Nach Hause

Weiter ins Nirgendwo

Mein Zimmer ist jetzt ein Büro, im Regal steht John Grisham. Habe ich hier wirklich mal gewohnt? Heimat, vierter Teil

Von Sebastian Hasselmut

Die hellbraune Frikadelle ist trocken wie Staub. Egal, ist eh nichts anderes da. Ich lege sie auf das Brötchen und eine mindestens fünf Millimeter dicke Schicht aus feinster deutscher Markenbutter. Zuoberst serviere ich mir einen großen Klecks Bautz’ner Senf. Aus der Tube, selbstverständlich. Ich schaue aus dem Fenster. Das leere Brandenburg rauscht mit einhundertsiebzig Kilometern pro Stunde an uns vorbei. Viele Rapsfelder gibt es und noch mehr Windräder. Und Kiefern, überall Kiefern. Kaum einmal ein Haus oder sogar eine Stadt.

In unserem dunkelblau-violetten VW Passat steht der Rauch etwa in Nasenhöhe, die Augen brennen ein wenig. Mein Vater sitzt am Steuer, qualmt eine nach der anderen und fährt mich nach Hause. Damit ich es überhaupt aushalte, rauche ich alle fünf Zigaretten, die mein Vater raucht, eine mit. Ich rede und rede und rede, ein einziger Fluss. Mein Vater: Er schweigt. Manchmal aber fragt er auch. Zum Beispiel wenn wir aufs Finanzielle zu sprechen kommen oder was denn jetzt noch mal mit dem Studium sei. So fahren wir also dahin, durchschneiden mit unserem Qualitätsfahrzeug Made in Germany die Wiesen und Felder von Ostdeutschland. Ein Schild, weiße Schrift auf blauem Grund: "Cottbus 79 km".

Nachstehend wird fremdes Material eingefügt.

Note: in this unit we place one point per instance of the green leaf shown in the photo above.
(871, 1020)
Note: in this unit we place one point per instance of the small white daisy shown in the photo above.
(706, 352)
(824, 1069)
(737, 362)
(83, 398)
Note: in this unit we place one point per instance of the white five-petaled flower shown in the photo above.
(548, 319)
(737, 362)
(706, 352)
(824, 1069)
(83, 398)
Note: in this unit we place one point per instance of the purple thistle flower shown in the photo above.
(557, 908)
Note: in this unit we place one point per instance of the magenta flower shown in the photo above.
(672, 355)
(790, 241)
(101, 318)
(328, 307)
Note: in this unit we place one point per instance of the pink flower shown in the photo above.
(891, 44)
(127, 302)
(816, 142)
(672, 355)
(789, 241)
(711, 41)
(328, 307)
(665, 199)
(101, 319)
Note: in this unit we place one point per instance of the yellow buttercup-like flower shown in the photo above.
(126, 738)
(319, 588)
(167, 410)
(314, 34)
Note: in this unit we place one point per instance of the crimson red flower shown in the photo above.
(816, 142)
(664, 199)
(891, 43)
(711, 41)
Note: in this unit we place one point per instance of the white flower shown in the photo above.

Gestern habe ich eine Reportage gelesen, über Cottbus. Darin stand, dass man als ausländisch aussehender oder farbiger Mensch nicht mehr in bestimmte Gegenden und das Stadtzentrum gehen kann, ohne Angst haben zu müssen. Wie viele Leute auch fortziehen, die Nazis scheinen zu bleiben. Cottbus, bist du eine No-Go-Area?

Wie sieht es da überhaupt aus? Ganz einfach: Ein schnuckelig sanierter Platz ("Altmarkt") mit einigen Häusern aus der Gründerzeit, eine klitzekleine Universität, eine Einkaufsstraße ("Die Sprem", eigentlich Spremberger Straße) und drumherum kleine Trabantenstädte aus Plattenbauzeiten. 100.000 Einwohner sind noch da, früher waren es einmal 140.000. Nichts besonderes also, diese Stadt. Jedenfalls nicht im Osten Deutschlands.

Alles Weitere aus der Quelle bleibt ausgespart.